De ce fait, comme le matériel a pris plus d'importance que ce qui est spirituel, des objets sans force comme des ossements, des vêtements ou même des images, sont devenus sacrés et font l'objet de culte.

Asa nous montre ce que le Seigneur peut faire avec un homme libéré. Il a jeté toutes les idoles car ses yeux se sont ouverts, et il a réalisé qu'elles ne pouvaient rien pour lui, si ce n'était entretenir son peuple dans la misère de l'illusion.

De plus, nous voyons qu'il donne les richesses matérielles à Dieu. Nous savons bien que Dieu n'en a pas besoin; mais en les lui donnant, Asa reconnaît que Dieu seul est la source de toutes choses et qu'Il lui donnera tout ce qui est nécessaire pour vivre.

Sans tomber dans l'idée extrême opposée qui consiste à dire que tout ce qui est matériel est mauvais, approchons-nous de Dieu pour redonner à chaque réalité sa bonne place. La réalité matérielle n'est pas amorale, mais lui donner plus d'importance que la crainte de Dieu fait errer dans la misère de la déception.

Il est écrit :

Marchez selon l'Esprit, et vous n'accomplirez pas les désirs de la chair.
Galates 5 : 16

Le Seigneur veut nous revigorer intérieurement en nous donnant son Saint-Esprit, afin qu'à chaque instant nous avancions l'âme remplie de paix et de tranquillité. Profitons donc de la force que Dieu nous accorde pour rejeter tout ce qui prend plus de place que Lui dans nos vies, surtout si ce sont des objets. Dans sa miséricorde, le Seigneur donnera à chacun la conviction s’il doit jeter tel ou tel objet.

Celui qui marche selon l'Esprit aura les bonnes préoccupations : l'état de son âme et des autres. Comme nous l'avions déjà dit, les préoccupations matérielles ne sont pas le bon combat. Le vrai combat concerne l'âme parce qu'au final, ce sont nos sentiments, nos états d'âme, nos pensées... qui font que notre vie est prospère ou misérable.

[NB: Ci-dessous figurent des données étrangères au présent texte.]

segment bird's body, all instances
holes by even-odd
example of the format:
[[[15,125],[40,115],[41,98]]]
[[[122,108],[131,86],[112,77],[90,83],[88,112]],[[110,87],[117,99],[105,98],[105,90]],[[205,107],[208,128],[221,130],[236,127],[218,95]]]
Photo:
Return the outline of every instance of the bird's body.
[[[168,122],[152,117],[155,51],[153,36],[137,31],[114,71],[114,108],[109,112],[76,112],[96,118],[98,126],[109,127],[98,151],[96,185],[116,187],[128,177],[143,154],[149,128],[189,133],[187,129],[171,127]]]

Louons le Seigneur car le fruit de son Esprit dans nos vies est la vraie prospérité, selon qu'il est écrit :

Mais le fruit de l'Esprit, c'est l'amour, la joie, la paix, la patience, la bonté, la bénignité, la fidélité, la douceur, la tempérance ;
Galates 5 : 22

Voilà les ingrédients qui rendent une vie prospère, quelles que soient les circonstances extérieures.

Conclusion

Nous avons donc vu que tant que notre cœur n'est pas soumis à Dieu, la misère reste notre lot de chaque jour. Cela ne dépend absolument pas de notre situation financière, sociale, professionnelle… La misère est constamment présente parce que notre âme n'a aucune force pour se détacher de l'esclavage du péché et de ses conséquences.

A l'image du roi Asa, ayons à cœur d'emboiter le pas des hommes qui ont trouvé la prospérité comme David : il s'est humilié devant Dieu et lui a demandé pardon parce qu'il était coupable.

Si nous nous humilions devant Dieu, Il nous libèrera et nous fera passer de la misère matérielle, temporaire et terrestre à la prospérité d'une vie spirituelle, éternelle et céleste.

Seule la vie que le Seigneur offre gratuitement garantira repos et tranquillité. C'est pour cela que Jésus-Christ dit :

Venez à moi, vous tous qui êtes fatigués et chargés, et je vous donnerai du repos. Prenez mon joug sur vous et recevez mes instructions, car je suis doux et humble de cœur ; et vous trouverez du repos pour vos âmes. Car mon joug est doux, et mon fardeau léger.